TEL AVIV – Minha filha não entendeu nada. Ela me olhou com curiosidade e estranheza quando eu comecei a chorar do lado de seu computador durante uma aula por Zoom sobre os 25 anos do assassinato do ex-primeiro-ministro israelense Yitzhak Rabin. Como moramos em um apartamento pequeno e eu estou de home office, estou tendo o privilégio “voltar à escola” com ela (as aulas da 7ª série do Ensino Fundamental estão acontecendo apenas remotamente por causa da pandemia de coronavírus). Então, esta semana, acompanhei diversas classes sobre Rabin, seu legado e sua morte.
Em uma das aulas, os alunos montaram, pelo Zoom, uma espécie de mosaico digital com a expressão “Não esqueceremos 4.11.95” (foto). Em outra, a professora compartilhou na tela um vídeo mostrando os acontecimentos da terrível noite de 4 de novembro de 1995, quando Rabin foi executado com três tiros nas costas pelo assassino extremista Yigal Amir. Eu decidi ver o vídeo e me peguei chorando aos borbotões.
As lágrimas saíram com soluços altos no momento em que o ex-diretor de gabinete de Rabin, Eytan Haber (falecido recentemente), leu as famosas frases que informaram à nação sobre a morte do premiê: “O governo de Israel anuncia com consternação, grande mágoa e profunda tristeza, a morte do primeiro-ministro e ministro da Defesa Yitzhak Rabin, que foi morto por um assassino, esta noite, em Tel Aviv. Que sua memória seja abençoada”.

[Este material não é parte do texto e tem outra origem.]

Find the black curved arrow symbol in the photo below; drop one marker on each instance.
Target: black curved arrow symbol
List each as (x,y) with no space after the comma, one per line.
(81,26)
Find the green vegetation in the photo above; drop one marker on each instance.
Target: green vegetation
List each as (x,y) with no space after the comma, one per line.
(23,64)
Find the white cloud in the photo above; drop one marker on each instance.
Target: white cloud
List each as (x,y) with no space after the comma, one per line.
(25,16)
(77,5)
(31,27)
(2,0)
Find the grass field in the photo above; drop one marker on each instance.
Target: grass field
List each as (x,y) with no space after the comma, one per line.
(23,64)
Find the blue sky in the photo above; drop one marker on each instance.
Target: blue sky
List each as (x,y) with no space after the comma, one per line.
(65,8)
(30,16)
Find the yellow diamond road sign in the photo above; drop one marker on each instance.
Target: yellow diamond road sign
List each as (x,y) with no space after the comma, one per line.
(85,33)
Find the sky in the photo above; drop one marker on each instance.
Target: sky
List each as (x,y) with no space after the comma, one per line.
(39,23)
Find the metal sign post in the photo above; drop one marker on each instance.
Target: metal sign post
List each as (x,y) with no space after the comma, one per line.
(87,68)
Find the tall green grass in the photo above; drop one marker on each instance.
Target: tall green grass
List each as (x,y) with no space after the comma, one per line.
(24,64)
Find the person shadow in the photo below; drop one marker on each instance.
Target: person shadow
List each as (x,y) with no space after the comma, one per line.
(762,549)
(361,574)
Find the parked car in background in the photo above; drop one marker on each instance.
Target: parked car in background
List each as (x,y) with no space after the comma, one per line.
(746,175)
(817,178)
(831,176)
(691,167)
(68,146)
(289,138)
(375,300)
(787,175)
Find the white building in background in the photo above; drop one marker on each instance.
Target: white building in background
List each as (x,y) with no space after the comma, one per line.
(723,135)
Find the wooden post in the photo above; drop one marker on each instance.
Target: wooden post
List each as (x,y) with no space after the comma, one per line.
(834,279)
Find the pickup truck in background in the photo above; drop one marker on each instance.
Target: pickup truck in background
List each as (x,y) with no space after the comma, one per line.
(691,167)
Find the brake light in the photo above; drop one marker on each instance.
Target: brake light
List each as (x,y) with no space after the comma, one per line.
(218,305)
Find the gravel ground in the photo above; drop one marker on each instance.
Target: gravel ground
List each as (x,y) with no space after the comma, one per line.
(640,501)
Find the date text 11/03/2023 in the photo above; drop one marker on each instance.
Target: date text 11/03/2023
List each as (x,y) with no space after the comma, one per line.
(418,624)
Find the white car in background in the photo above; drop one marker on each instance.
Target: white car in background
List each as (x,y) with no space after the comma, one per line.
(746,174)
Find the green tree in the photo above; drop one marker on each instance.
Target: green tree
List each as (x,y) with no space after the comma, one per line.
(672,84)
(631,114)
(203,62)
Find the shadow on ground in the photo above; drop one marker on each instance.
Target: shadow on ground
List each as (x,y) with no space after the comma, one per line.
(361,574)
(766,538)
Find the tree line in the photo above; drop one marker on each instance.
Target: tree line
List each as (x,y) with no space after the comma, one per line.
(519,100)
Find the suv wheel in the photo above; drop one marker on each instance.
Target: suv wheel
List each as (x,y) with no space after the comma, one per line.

Minha filha ficou pasma com a minha reação, 25 anos depois. Confesso que eu também. Mas foi algo tão visceral que depois tive que conversar com ela para explicar o profundo trauma que o assassinato de Yitzhak Rabin representa para Israel e para os judeus como um todo. Esse foi o momento em que os israelenses perderam a inocência e perceberam que não passavam de membros de um país “como todos os outros”, onde um cidadão é capaz de matar o líder eleito.
Sim, porque antes disso, havia uma certa ilusão de que Israel era “uma luz para os gentios”, uma experiência nacional “modelo” que havia começado do zero depois do genocídio de um terço de seu povo e de séculos de perseguição e preconceito. E, de repente, esse país se juntava à lista de grupos humanos nos quais, durante a História da civilização, a discórdia interna acabou em violência, em sangue, em assassinato.
A maneira com os israelenses passaram a se ver, depois do fatídico 4/11/1995, mudou drasticamente. Não mais uma visão inocente (que, aliás, nunca passou de uma ilusão) de uma sociedade em prol de uma causa justa. Israel passou a ser um país onde um primeiro-ministro pode ser assassinado por causa de motivos políticos, divisões internas, conflitos ideológicos, ódio, incitação e de uma visão de “nós” contra “eles”.
Esse trauma nunca passou. E não acho que algum dia passará. A impressão que dá é a de que ninguém aprendeu nada. As divisões internas continuam, os conflitos ideológicos se acirram, o ódio é ainda mais palpável com as redes sociais, a incitação permeia quem continua a ver a sociedade como uma eterna luta entre “nós” e “eles” (judeus X árabes, esquerda X direita, religiosos x seculares, israelenses X palestinos…). Para essas pessoas, o mundo só pode ser governado através da força e do poder, do controle e da repressão de “inimigos”. E nem uma pandemia – que deveria unir as pessoas – está sendo capaz de mitigar o embate interno.
Vinte e cinco anos depois do assassinato que chocou a nação, Israel tem, hoje, líderes que ainda insistem em “dividir para governar” e “jogar para a plateia” em campanhas eleitorais. Não falta quem continue a abominar os acordos de paz que Rabin teve a coragem de assinar (e pelos quais pagou com a vida). Mesmo imperfeitos, esses acordos significavam uma esperança de paz a um país dolorido de guerra.
Vinte e cinco anos depois, apesar das aulas anuais de lembrança a Rabin nas escolas, que tentam enfatizar a importância da democracia e da não-violência, tem quem ainda difame o legado do premiê assassinado. Acho que foi por isso que chorei ao ver o vídeo junto com a minha filha. E mais ainda depois que ela perguntou: “Mãe, você acha que alguém ficou feliz com a morte de Rabin?”. Tive que respirar fundo para responder. “Infelizmente, acho que sim”.